Type-safe, thread-local, decoupled messaging patterns for Nim, built on top of chronos.
nim-brokers provides three compile-time macro-generated broker patterns that enable event-driven and request-response communication between modules without direct dependencies.
May start with the presentation slides available here....
nimble install brokers
Or add to your .nimble file:
requires "brokers >= 0.1.0"Reactive pub/sub: many emitters → many listeners. Listeners are async procs; events are dispatched via asyncSpawn (fire-and-forget).

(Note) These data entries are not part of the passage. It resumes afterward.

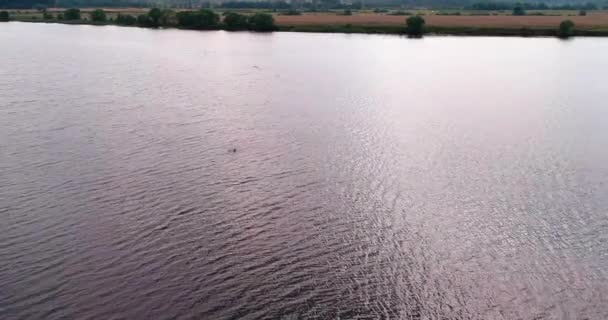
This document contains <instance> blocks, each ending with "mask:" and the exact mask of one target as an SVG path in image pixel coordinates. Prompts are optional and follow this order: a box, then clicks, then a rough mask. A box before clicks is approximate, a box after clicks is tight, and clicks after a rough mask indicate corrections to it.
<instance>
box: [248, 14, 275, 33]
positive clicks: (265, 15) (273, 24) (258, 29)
mask: <svg viewBox="0 0 608 320" xmlns="http://www.w3.org/2000/svg"><path fill="white" fill-rule="evenodd" d="M249 28H250V29H251V30H253V31H262V32H266V31H275V30H277V26H276V25H275V24H274V17H273V16H272V15H271V14H269V13H262V12H258V13H256V14H254V15H252V16H251V17H249Z"/></svg>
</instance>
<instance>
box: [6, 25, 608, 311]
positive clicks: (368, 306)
mask: <svg viewBox="0 0 608 320" xmlns="http://www.w3.org/2000/svg"><path fill="white" fill-rule="evenodd" d="M0 44H1V47H0V217H1V219H0V318H2V319H355V318H357V319H606V318H608V303H607V302H608V130H606V128H607V125H606V123H607V119H608V103H607V101H608V82H607V81H606V80H605V79H604V77H605V76H606V74H608V59H606V57H607V56H608V39H606V38H576V39H573V40H568V41H563V40H558V39H553V38H500V37H494V38H492V37H434V36H429V37H425V38H424V39H408V38H405V37H399V36H381V35H347V34H314V33H309V34H307V33H272V34H255V33H248V32H234V33H231V32H225V31H210V32H198V31H181V30H150V29H140V28H121V27H114V26H107V27H97V26H70V25H60V24H28V23H18V22H10V23H3V24H0Z"/></svg>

import brokers/event_broker
EventBroker:
type GreetingEvent = object
text*: string
# Register a listener (returns a handle for later removal)

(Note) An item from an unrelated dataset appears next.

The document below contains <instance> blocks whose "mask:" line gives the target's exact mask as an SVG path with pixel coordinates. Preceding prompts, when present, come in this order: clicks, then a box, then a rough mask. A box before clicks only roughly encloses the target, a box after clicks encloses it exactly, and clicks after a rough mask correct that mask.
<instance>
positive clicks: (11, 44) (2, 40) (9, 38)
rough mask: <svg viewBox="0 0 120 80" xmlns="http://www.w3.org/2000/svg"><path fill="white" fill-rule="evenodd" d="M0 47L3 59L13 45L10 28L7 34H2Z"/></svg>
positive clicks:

let handle = GreetingEvent.listen(
proc(evt: GreetingEvent): Future[void] {.async: (raises: []).} =
echo evt.text
)
# Emit by value
GreetingEvent.emit(GreetingEvent(text: "hello"))

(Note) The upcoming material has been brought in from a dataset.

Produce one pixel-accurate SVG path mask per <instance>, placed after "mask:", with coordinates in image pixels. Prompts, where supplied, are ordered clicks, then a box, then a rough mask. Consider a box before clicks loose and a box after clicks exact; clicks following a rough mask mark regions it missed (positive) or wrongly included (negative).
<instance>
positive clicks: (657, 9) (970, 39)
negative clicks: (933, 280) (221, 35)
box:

# Emit by fields (inline object types only)
GreetingEvent.emit(text = "hello")
# Remove a single listener
GreetingEvent.dropListener(handle.get())
# Remove all listeners
GreetingEvent.dropAllListeners()Single-provider request/response. One provider registers; callers make typed requests. Supports both async (default) and sync modes.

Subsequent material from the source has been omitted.